El adolescente Tiago, de 16 años, ingresó a quirófano en el Hospital Eva Perón de Merlo con traumatismo craneoencefálico severo, fractura e hundimiento craneal causado por el impacto de una garrafa durante la explosión de un depósito en Mariano Acosta. La directora Sandra Carabajal detalló que el paciente llegó consciente inicialmente, habló con sus padres, pero ahora está bajo ventilación mecánica y en estado crítico, con alto riesgo por la neurocirugía necesaria para evacuar hematomas y reparar el daño cerebral.

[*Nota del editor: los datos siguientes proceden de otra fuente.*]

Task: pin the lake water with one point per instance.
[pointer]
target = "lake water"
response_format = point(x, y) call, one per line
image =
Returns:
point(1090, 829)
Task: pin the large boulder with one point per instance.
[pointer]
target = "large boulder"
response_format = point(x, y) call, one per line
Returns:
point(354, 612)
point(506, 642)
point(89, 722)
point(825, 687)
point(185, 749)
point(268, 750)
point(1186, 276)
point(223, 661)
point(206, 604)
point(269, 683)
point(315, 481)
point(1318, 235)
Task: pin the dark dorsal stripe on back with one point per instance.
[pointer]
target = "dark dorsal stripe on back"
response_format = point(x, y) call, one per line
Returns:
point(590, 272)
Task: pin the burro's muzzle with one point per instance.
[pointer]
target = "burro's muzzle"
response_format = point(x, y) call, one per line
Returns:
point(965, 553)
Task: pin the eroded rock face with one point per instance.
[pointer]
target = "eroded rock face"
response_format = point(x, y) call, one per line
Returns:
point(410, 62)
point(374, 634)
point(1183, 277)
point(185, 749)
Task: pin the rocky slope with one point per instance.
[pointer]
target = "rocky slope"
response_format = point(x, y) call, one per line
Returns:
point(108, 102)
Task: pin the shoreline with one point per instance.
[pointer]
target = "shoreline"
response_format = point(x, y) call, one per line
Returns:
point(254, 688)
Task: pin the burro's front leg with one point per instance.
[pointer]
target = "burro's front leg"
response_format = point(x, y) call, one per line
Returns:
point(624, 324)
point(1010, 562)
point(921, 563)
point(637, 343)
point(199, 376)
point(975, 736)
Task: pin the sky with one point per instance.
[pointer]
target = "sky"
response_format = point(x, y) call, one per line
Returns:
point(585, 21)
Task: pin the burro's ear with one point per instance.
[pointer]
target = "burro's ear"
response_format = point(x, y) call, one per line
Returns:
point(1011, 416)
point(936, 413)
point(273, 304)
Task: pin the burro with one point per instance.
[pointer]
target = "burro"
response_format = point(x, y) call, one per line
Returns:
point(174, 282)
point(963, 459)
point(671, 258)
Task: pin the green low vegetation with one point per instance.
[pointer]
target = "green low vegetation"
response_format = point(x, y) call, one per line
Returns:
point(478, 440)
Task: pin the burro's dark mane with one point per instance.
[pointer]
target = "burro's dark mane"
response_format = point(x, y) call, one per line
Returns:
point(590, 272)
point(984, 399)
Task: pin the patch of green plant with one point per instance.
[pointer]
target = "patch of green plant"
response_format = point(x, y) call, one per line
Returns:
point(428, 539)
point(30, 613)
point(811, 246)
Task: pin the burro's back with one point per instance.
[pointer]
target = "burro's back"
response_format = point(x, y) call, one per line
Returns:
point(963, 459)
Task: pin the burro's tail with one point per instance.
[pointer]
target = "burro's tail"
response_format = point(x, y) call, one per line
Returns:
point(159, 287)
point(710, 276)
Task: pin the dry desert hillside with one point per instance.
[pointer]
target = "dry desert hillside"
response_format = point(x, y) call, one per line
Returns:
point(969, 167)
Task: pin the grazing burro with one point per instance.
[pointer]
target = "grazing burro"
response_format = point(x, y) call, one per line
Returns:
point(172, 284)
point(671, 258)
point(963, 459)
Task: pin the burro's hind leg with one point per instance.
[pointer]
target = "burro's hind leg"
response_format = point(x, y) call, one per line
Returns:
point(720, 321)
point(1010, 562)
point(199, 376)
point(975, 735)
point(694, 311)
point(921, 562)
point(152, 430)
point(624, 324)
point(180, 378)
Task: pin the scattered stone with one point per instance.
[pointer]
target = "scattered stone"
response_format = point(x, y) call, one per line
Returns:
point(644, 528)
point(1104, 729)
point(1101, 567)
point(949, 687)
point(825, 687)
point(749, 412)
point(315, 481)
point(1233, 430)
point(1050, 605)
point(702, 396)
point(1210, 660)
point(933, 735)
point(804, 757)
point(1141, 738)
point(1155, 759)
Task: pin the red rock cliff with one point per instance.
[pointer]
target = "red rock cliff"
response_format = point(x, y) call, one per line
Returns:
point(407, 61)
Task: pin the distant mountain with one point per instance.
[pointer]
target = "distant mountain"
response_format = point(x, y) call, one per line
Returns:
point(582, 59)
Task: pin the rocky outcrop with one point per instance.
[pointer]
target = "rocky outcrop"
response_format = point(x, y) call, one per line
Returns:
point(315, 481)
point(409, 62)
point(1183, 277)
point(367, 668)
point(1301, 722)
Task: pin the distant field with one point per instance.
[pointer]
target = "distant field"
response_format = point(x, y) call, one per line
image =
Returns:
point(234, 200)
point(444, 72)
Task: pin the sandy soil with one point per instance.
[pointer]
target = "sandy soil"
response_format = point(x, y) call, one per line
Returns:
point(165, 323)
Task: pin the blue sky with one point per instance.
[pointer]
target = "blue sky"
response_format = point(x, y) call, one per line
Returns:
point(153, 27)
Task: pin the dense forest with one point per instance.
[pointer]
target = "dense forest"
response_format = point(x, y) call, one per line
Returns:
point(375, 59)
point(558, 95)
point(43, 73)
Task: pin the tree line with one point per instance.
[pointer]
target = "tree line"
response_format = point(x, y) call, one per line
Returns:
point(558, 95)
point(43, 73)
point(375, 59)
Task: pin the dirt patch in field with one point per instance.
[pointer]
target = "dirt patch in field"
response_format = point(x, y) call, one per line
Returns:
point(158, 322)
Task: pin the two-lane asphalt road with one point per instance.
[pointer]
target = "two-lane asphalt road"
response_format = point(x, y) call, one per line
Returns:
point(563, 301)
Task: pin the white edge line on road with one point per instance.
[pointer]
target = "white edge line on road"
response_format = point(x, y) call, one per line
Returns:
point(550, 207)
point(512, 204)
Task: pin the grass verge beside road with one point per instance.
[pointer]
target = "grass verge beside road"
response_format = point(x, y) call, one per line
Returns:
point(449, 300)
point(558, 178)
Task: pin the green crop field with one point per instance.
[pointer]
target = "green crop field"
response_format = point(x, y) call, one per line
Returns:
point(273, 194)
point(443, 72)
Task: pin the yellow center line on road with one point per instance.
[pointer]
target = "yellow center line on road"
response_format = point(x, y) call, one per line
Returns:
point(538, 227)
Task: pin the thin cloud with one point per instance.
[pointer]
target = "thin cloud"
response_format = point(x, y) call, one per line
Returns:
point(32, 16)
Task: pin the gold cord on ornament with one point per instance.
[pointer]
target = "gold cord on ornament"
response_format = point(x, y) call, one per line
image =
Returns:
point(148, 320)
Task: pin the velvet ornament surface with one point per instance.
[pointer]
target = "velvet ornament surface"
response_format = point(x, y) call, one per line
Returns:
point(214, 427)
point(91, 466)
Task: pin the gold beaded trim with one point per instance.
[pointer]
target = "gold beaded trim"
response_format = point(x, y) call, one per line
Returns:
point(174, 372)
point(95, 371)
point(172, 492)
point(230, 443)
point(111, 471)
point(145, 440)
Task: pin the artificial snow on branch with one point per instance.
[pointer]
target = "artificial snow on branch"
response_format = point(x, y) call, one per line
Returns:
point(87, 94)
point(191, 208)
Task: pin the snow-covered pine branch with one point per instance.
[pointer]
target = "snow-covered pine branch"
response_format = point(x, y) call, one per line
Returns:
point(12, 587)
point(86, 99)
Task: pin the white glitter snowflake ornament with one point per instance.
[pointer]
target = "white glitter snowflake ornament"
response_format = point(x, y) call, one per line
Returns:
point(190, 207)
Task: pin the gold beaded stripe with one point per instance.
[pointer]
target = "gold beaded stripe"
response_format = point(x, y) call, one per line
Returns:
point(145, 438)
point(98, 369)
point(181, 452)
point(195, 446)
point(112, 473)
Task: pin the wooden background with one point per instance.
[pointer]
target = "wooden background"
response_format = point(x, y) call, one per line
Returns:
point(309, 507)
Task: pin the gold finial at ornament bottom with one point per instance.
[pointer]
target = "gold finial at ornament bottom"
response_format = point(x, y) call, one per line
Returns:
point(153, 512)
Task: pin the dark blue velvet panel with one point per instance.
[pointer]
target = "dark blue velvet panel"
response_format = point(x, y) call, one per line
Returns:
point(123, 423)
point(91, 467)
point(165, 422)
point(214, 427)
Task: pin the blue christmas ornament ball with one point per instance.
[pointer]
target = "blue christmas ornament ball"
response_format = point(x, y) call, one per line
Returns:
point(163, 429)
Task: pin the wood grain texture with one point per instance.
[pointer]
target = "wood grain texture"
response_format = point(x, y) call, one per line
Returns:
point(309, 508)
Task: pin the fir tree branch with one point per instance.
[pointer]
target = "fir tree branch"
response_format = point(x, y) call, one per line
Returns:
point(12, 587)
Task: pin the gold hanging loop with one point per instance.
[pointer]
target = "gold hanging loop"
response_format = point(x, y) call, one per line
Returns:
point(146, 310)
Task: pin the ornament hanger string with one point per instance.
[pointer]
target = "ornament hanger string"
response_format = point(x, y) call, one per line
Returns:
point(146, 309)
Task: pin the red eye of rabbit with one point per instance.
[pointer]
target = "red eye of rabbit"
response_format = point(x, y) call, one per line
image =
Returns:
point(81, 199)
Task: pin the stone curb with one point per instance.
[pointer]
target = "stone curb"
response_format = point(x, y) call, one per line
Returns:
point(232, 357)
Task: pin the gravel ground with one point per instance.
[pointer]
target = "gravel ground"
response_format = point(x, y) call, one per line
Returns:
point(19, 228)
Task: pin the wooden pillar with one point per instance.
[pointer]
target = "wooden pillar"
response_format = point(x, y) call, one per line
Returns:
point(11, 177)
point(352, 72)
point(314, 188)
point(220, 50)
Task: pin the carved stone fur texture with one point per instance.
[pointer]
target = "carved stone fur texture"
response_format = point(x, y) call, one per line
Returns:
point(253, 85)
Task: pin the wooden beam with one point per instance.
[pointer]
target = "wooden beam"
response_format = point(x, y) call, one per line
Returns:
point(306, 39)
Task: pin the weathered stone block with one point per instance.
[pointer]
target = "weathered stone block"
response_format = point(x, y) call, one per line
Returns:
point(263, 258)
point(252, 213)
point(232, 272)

Otros tres pacientes presentan quemaduras de segundo grado y todos sufrieron inhalación de monóxido de carbono, que desplaza el oxígeno en la sangre y afecta órganos vitales. Dos bomberos también inhalaron humo y están en observación. Carabajal enfatizó la complejidad de las quemaduras en vías aéreas, invisibles inicialmente, y la necesidad de monitoreo continuo en shock room, aunque estos heridos no revisten gravedad inmediata.
La explosión de unas 2.500 garrafas provocó heridos graves y evacuaciones en dos manzanas. En el Club La Tapera se montó un centro de donaciones con ropa, colchones, frazadas y ollas populares como guiso de arroz y pollo con arroz para familias afectadas. Vecinos colaboran, panaderos donan 500-600 kilos diarios, pero hay preocupación por saqueos en viviendas desprotegidas con vidrios y techos rotos.
La periodista mostró el trabajo comunitario con niños clasificando donaciones y helicópteros policiales relevando daños. Testimonios de evacuados describen explosiones impresionantes a las 6:30, garrafas volando y la fuerza que obligó a huir con lo puesto, mientras se pide más ayuda solidaria.